Because every function has access to these variables, it becomes increasingly difficult to figure out which function actually reads and writes them. To understand how a program works, almost every function that modifies the global state must be considered, making debugging difficult.
If you don’t rely on global variables, you can rely on the state passed between different functions, so you can better understand what each function does, because you don’t have to worry about global variables.
let globalData = 1
// bad
function foo() {
globalData = 2
}
// bad
function fuu() {
globalData = {
a: 1}}Copy the code
Now, we’ll do some encapsulation of global data to control access to it.
// Use the constant good
const constantData = 1
// Encapsulate the variable good
let globalData = 1
function getGlobalData() {
return globalData
}
function setGlobalData(newGlobalData){
if(! isValid(newGlobalData)) {throw Error('Illegal input!!!')
return
}
globalData = newGlobalData
}
// Exposure method
export {
getGlobalData,
setGlobalData
}
Copy the code
Now, global variables are not easily “touched”, and can be quickly defined where to change them and prevent incorrect changes.
4.6 divergent variation
Divergent variation occurs when a function changes in different directions for different reasons. This sounds a little confusing, so let’s explain it in code.
function getPrice(order) {
// Get the base price
const basePrice = order.quantity * order.itemPrice
// Get a discount
const quantityDiscount = Math.max(0, order.quantity - 500) * order.itemPrice * 0.05
// Get the freight
const shipping = Math.min(basePrice * 0.1.100)
// Calculate the price
return basePrice - quantityDiscount + shipping
}
const orderPrice = getPrice(order);
Copy the code
This function is used to calculate the price of an item.
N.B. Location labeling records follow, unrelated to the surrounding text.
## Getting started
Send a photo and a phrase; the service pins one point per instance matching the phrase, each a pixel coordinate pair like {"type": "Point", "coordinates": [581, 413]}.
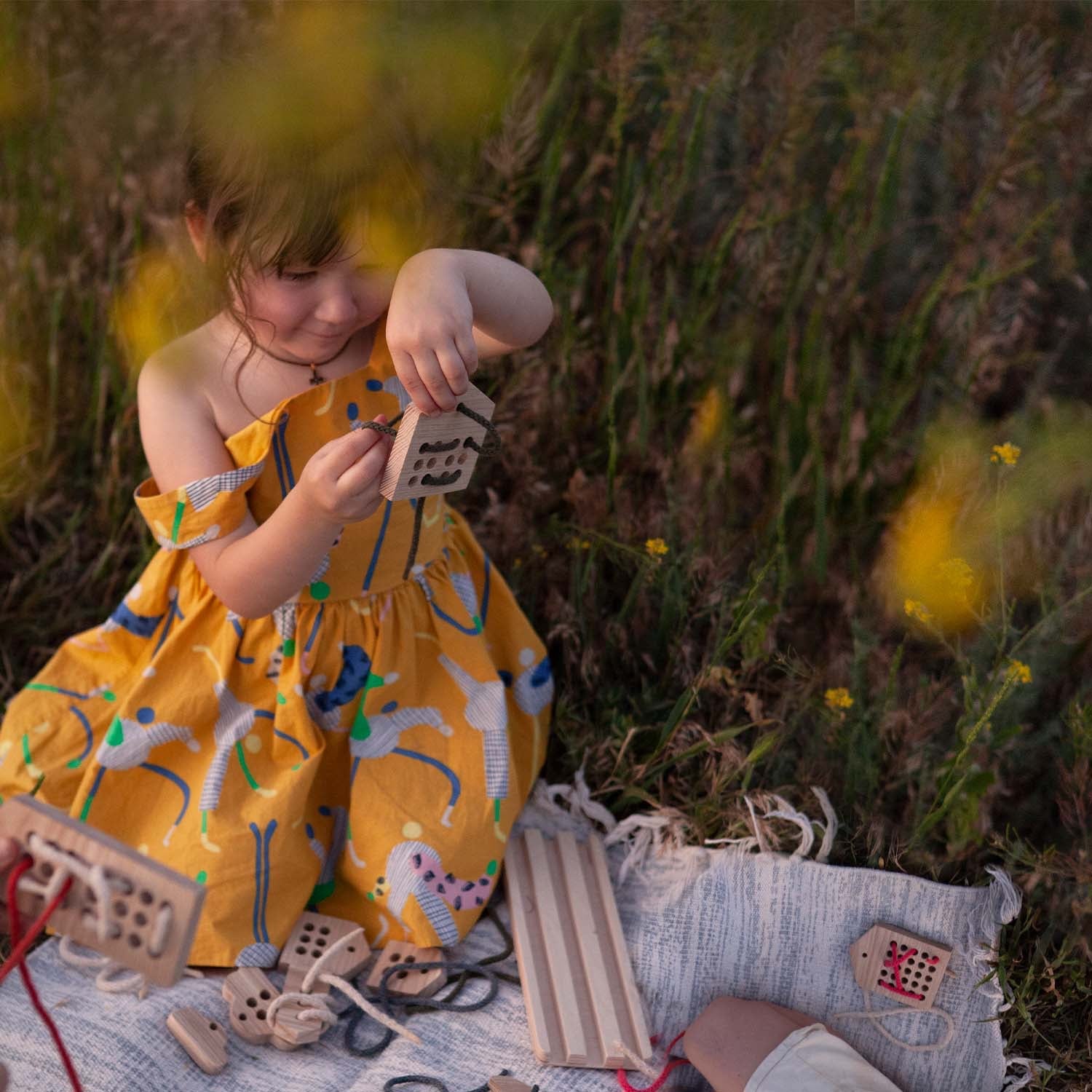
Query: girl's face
{"type": "Point", "coordinates": [308, 312]}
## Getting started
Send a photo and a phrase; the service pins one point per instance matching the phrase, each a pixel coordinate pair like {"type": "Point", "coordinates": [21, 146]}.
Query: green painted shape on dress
{"type": "Point", "coordinates": [360, 727]}
{"type": "Point", "coordinates": [179, 508]}
{"type": "Point", "coordinates": [242, 762]}
{"type": "Point", "coordinates": [323, 891]}
{"type": "Point", "coordinates": [117, 735]}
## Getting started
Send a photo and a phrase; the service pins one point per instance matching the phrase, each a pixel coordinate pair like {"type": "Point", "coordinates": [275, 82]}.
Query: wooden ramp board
{"type": "Point", "coordinates": [578, 982]}
{"type": "Point", "coordinates": [153, 911]}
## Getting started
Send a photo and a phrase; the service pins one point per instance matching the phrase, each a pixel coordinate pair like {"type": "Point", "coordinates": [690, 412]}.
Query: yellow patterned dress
{"type": "Point", "coordinates": [362, 751]}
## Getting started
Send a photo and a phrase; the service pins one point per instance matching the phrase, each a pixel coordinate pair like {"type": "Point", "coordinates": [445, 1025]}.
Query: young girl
{"type": "Point", "coordinates": [275, 710]}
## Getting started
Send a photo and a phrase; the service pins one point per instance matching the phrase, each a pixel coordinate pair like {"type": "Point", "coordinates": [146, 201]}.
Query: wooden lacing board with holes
{"type": "Point", "coordinates": [152, 913]}
{"type": "Point", "coordinates": [895, 963]}
{"type": "Point", "coordinates": [434, 454]}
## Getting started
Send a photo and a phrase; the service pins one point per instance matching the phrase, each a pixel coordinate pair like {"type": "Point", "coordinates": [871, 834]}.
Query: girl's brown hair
{"type": "Point", "coordinates": [279, 198]}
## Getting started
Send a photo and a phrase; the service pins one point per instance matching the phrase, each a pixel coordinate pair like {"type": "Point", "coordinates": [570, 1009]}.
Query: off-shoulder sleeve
{"type": "Point", "coordinates": [199, 511]}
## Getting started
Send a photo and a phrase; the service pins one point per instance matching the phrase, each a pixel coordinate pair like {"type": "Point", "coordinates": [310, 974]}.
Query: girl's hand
{"type": "Point", "coordinates": [341, 480]}
{"type": "Point", "coordinates": [430, 332]}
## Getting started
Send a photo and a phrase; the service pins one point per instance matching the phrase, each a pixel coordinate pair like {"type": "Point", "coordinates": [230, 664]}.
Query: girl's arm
{"type": "Point", "coordinates": [253, 569]}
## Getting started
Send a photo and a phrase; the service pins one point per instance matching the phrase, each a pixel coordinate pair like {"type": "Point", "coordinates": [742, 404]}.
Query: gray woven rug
{"type": "Point", "coordinates": [699, 923]}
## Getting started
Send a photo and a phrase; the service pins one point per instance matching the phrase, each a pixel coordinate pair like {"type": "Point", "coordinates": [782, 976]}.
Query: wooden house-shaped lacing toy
{"type": "Point", "coordinates": [899, 965]}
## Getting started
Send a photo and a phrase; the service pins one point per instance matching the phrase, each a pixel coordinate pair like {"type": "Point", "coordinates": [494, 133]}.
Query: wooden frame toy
{"type": "Point", "coordinates": [574, 970]}
{"type": "Point", "coordinates": [895, 963]}
{"type": "Point", "coordinates": [151, 915]}
{"type": "Point", "coordinates": [434, 454]}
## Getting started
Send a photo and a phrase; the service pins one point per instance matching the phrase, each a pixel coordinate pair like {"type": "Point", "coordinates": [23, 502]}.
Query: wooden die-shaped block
{"type": "Point", "coordinates": [432, 454]}
{"type": "Point", "coordinates": [202, 1039]}
{"type": "Point", "coordinates": [412, 981]}
{"type": "Point", "coordinates": [899, 965]}
{"type": "Point", "coordinates": [314, 935]}
{"type": "Point", "coordinates": [249, 993]}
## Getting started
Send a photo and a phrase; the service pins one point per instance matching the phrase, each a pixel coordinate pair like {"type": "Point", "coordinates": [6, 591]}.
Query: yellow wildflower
{"type": "Point", "coordinates": [1021, 670]}
{"type": "Point", "coordinates": [1007, 454]}
{"type": "Point", "coordinates": [838, 698]}
{"type": "Point", "coordinates": [917, 609]}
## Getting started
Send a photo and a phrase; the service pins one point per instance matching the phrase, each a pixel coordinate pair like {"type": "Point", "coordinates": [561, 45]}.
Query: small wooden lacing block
{"type": "Point", "coordinates": [895, 963]}
{"type": "Point", "coordinates": [152, 913]}
{"type": "Point", "coordinates": [312, 936]}
{"type": "Point", "coordinates": [202, 1039]}
{"type": "Point", "coordinates": [411, 981]}
{"type": "Point", "coordinates": [577, 978]}
{"type": "Point", "coordinates": [432, 454]}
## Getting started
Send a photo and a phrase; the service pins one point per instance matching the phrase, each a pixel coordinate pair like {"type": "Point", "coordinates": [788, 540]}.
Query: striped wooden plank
{"type": "Point", "coordinates": [578, 983]}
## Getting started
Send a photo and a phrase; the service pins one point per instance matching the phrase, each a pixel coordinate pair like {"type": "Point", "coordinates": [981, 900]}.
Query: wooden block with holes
{"type": "Point", "coordinates": [574, 970]}
{"type": "Point", "coordinates": [249, 993]}
{"type": "Point", "coordinates": [202, 1039]}
{"type": "Point", "coordinates": [899, 965]}
{"type": "Point", "coordinates": [411, 981]}
{"type": "Point", "coordinates": [432, 454]}
{"type": "Point", "coordinates": [312, 935]}
{"type": "Point", "coordinates": [152, 913]}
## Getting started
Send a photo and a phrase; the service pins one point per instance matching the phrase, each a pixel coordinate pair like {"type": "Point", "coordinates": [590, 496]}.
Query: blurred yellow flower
{"type": "Point", "coordinates": [917, 611]}
{"type": "Point", "coordinates": [1021, 670]}
{"type": "Point", "coordinates": [1005, 454]}
{"type": "Point", "coordinates": [838, 698]}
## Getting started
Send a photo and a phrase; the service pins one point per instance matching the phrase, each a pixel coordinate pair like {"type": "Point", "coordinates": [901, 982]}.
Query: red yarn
{"type": "Point", "coordinates": [19, 951]}
{"type": "Point", "coordinates": [672, 1064]}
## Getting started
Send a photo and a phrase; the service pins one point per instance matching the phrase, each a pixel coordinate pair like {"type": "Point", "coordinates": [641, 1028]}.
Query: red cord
{"type": "Point", "coordinates": [17, 956]}
{"type": "Point", "coordinates": [672, 1064]}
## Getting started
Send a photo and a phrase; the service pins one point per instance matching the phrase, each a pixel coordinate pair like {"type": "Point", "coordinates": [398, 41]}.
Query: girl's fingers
{"type": "Point", "coordinates": [454, 369]}
{"type": "Point", "coordinates": [406, 367]}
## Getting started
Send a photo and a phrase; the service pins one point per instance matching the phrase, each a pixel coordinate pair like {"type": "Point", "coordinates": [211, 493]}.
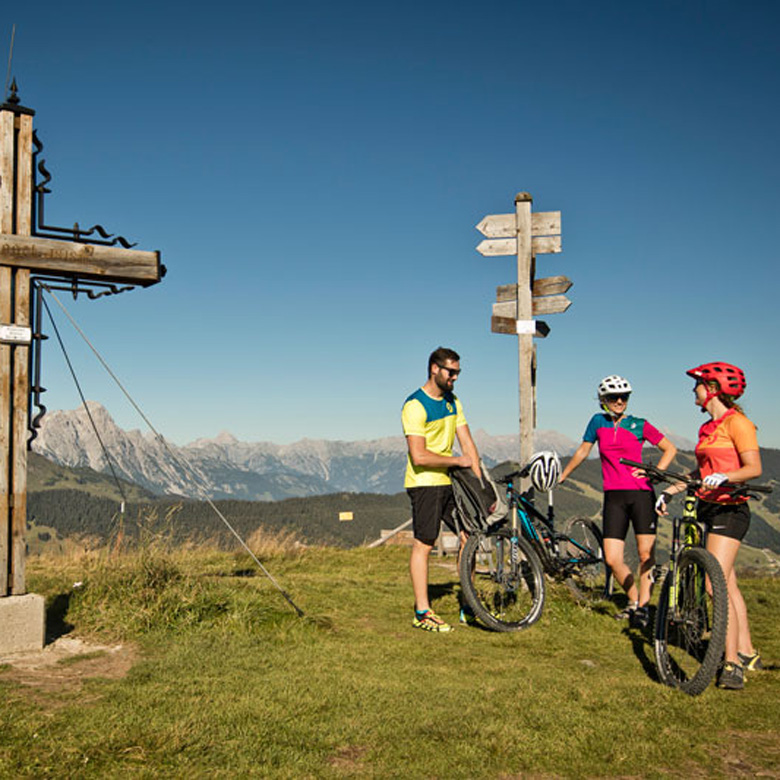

Its calculation includes the base price + quantity discount + shipping cost. If the calculation rules of the base price change, we need to modify this function. If the discount rules change, we need to modify this function; If the freight calculation rules change, we still have to modify this function.
These changes can be confusing, and of course we want to be able to jump to a certain point in the system once the program needs to be changed, so it’s time to pull them out.
// Calculate the base price
function calBasePrice(order) {
return order.quantity * order.itemPrice
}
// Calculate the discount
function calDiscount(order) {
return Math.max(0, order.quantity - 500) * order.itemPrice * 0.05
}
// Calculate the freight
function calShipping(basePrice) {
return Math.min(basePrice * 0.1.100)}// Calculate the commodity price
function getPrice(order) {
return calBasePrice(order) - calDiscount(order) + calShipping(calBasePrice(order))
}
const orderPrice = getPrice(order)
Copy the code
Although the number of lines of this function is not large, the reconstruction process of this function is consistent with that of the previous over-long function, but the separation of each function is beneficial to more clearly locate the problem and modify. So a long function has multiple stinks! Need to be eliminated in time.
4.7. Shotgun modifications
Shotgun changes and divergent changes don’t sound very different, but they are Yin and Yang. Bullet fix is a bit like repeating code. When we need to make a small change, we have to go around and fix it one by one. Not only is it hard to find it, but it’s also easy to miss an important change until something goes wrong!
// File Reading.js
const reading = {customer: "ivan".quantity: 10.month: 5.year: 2017}
function acquireReading() { return reading }
function baseRate(month, year) {
/ * * /
}
// File 1
const aReading = acquireReading()
const baseCharge = baseRate(aReading.month, aReading.year) * aReading.quantity
// File 2
const aReading = acquireReading()
const base = (baseRate(aReading.month, aReading.year) * aReading.quantity)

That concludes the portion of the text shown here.